CHP Bursa Milletvekili Orhan Sarıbal, son 15 yılda kişi başına buğday üretiminin 36 kilograma kadar düştüğüne dikkati çekerek, üretim yerine ithalatın teşvik edildiğini söyledi. Meclis’te düzenlediği toplantıda hükümetin uyguladığı tarım politikalarını eleştiren Sarıbal, üretim yerine ithalatın teşvik edildiğini ifade etti.
Sarıbal, “Türkiye’ye tarım ürünleri satan başka ülkelerin çiftçileri destekleniyor.
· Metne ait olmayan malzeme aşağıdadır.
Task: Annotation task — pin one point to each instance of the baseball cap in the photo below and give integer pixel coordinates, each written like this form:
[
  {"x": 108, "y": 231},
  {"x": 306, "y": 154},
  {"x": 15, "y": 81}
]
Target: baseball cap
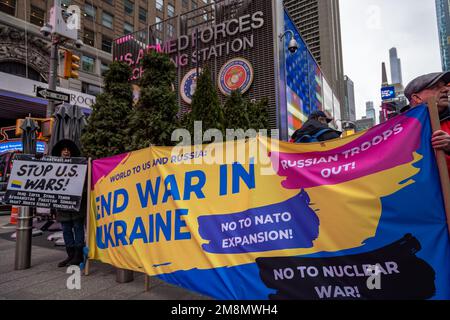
[
  {"x": 320, "y": 114},
  {"x": 425, "y": 82}
]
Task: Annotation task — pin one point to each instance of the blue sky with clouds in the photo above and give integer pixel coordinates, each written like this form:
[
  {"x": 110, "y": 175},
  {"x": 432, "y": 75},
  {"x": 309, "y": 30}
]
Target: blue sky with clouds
[{"x": 371, "y": 27}]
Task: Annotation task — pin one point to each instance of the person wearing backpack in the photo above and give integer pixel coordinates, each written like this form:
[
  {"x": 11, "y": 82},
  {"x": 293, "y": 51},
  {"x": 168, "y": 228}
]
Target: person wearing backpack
[{"x": 316, "y": 129}]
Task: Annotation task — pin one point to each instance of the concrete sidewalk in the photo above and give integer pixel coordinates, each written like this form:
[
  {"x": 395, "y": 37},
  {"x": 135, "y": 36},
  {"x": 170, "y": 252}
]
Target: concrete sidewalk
[{"x": 44, "y": 281}]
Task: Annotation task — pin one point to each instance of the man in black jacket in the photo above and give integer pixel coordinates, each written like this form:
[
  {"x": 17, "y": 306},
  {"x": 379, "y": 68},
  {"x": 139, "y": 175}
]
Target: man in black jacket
[
  {"x": 72, "y": 222},
  {"x": 316, "y": 129}
]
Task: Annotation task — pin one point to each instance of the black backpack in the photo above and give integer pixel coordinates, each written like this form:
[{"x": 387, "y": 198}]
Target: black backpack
[{"x": 306, "y": 138}]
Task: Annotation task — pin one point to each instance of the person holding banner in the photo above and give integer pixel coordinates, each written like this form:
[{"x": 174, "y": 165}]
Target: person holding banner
[
  {"x": 72, "y": 222},
  {"x": 421, "y": 90},
  {"x": 315, "y": 129}
]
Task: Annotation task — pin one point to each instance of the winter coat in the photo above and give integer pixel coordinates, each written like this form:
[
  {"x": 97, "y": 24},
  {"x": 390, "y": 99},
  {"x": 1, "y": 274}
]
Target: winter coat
[
  {"x": 65, "y": 215},
  {"x": 312, "y": 127}
]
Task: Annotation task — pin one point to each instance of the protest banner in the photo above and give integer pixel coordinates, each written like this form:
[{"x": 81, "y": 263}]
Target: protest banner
[
  {"x": 356, "y": 218},
  {"x": 49, "y": 182}
]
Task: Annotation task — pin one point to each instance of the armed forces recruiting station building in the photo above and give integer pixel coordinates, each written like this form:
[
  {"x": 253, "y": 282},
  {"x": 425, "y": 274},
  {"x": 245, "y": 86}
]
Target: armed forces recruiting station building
[{"x": 240, "y": 42}]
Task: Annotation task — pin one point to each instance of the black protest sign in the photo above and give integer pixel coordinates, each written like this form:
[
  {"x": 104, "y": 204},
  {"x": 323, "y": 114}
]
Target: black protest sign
[
  {"x": 390, "y": 273},
  {"x": 49, "y": 182}
]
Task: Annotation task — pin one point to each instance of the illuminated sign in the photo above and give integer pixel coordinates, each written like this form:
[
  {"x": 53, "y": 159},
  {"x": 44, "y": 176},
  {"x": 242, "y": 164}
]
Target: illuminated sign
[
  {"x": 236, "y": 74},
  {"x": 216, "y": 37},
  {"x": 387, "y": 93},
  {"x": 17, "y": 146},
  {"x": 188, "y": 85}
]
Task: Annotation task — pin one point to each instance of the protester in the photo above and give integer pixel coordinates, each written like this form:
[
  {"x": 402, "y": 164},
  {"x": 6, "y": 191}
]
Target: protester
[
  {"x": 72, "y": 222},
  {"x": 315, "y": 129},
  {"x": 437, "y": 85}
]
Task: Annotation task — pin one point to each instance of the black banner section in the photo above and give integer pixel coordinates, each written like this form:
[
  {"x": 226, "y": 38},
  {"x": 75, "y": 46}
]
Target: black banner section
[
  {"x": 48, "y": 182},
  {"x": 390, "y": 273}
]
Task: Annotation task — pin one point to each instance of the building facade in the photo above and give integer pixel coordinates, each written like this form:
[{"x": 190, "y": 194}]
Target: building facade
[
  {"x": 319, "y": 24},
  {"x": 396, "y": 67},
  {"x": 25, "y": 53},
  {"x": 350, "y": 108},
  {"x": 443, "y": 18}
]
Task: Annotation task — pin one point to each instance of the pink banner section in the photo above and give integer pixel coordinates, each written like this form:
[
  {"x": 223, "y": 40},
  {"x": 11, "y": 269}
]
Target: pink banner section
[
  {"x": 386, "y": 146},
  {"x": 102, "y": 167}
]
AKP döneminde buğday çiftçisinin eline geçen fiyatlar temel girdi fiyatlarının altında kaldı. Açıklanan alım fiyatları tüccar ve sanayiciyi korumaktan başka bir işe yaramadı. Son 30 yıllık dönemde nüfusun yüzde 50’den fazla artmasına karşılık, buğday üretimi yıllık ortalama 20 milyon tonlarda kaldı. Türkiye’nin hububat üretiminde ithalata bağımlılığının arttığı ve giderek gıda güvenliğini yitirdiği FAO raporlarında da yer almaktadır” dedi.
Sarıbal’ın açıklamasından öne çıkan başlıklar şu şekilde:
AKP döneminde buğday ithalatı
2002 yılında 1,1 milyon ton olan buğday ithalatı, 2014 yılında en yüksek seviyesi olan 5,3 milyon tona ulaştı. 2017 yılında ise 5 milyon ton olarak gerçekleşti. Türkiye AKP iktidarı döneminde yaklaşık 46 milyon ton buğday ithal ederek karşılığında 13 milyar dolar döviz ödedi. Buğday ithalatının büyük çoğunluğu navlun ve rekabetçi fiyat avantajına bağlı olarak Rusya, Litvanya ve Ukrayna’dan yapıldı.
Buğday üretimi 36 kiloya kadar düştü
2002 yılı buğday rekoltesi 19,5 milyon ton, 2017 yılı buğday rekoltesi ise 21,5 milyon tondur. Geçen 15 yılda buğday üretimindeki artış sadece yüzde 10’dur. 2002 yılında nüfus 66,4 milyon kişi, 2017 yılında ise 80,8 milyon kişidir. Geçen 15 yılda nüfus 14,4 milyon kişi (yüzde 22 oranında) artmıştır. Dolayısıyla kişi başına buğday üretimi 2002 yılında 294 kg iken, 2016 yılında 258 kg’a düştü.
Gıda enflasyonun nedeni olamaz
Hükümet enflasyonun en önemli nedenini tarım ürünleri ve gıdalardaki artış olarak gösterdi. Gerçekçi olmayan bu yaklaşımla birlikte, gümrük vergilerinin düşürülmesi gündeme geldi. Ancak ithalatın enflasyona çözüm olmadığı açıklanan enflasyon rakamlarından da açıkça görüldü. İthalat söylemleri hasat sezonunda piyasaları olumsuz etkilemekte, çiftçiyi üretimden soğutmakta, hatta üretimden çekilmesine yol açtı.
Buğday üretmeyin
Buğdayda üretim gümrük vergisiyle korunuyor. Türkiye ithalatta gümrük vergisini sıfırlayarak kısa süreli olarak buğday fiyatını düşüreyim derken orta ve uzun vadede yerli üretimi riske atmaktadır. Gümrük vergisinin sıfırlanması, Türkiye’de buğday üretilmemesi anlamına gelmektedir. İthalat bağımlısı olursanız bugün uygun olan fiyatlar yarın çok yüksek fiyatlar olarak karşımıza çıkacaktır.
Sarıbal, buğdayda dışa bağımlılıktan kurtulmak için neler yapılması gerektiğini şöyle sıraladı, “Çiftçi tarafından boş bırakılan arazilerin yeniden üretime kazandırılması için gerekli tedbirler alınmalıdır. Kuru tarımda uygulanması gereken yetiştirme tekniklerine önem verilmeli, sulama imkânlarını artırmak için yatırımlar hızlandırılmalıdır. Tam 9 yıldan bu yana yerinde sayan destekleme primleri artırılmalıdır. Buğdaya yapılan destekler bölgesel olarak yeterli yağış altında, sulu/ kurak farklılıkları dikkate alınarak artırılmalıdır. Mazotta ÖTV ve KDV kaldırılmalı, diğer girdilerdeki vergi yükü azaltılmalıdır. Kooperatifleşme teşvik edilmeli, tarım destekleri kooperatifler üzerinden ödenmelidir.”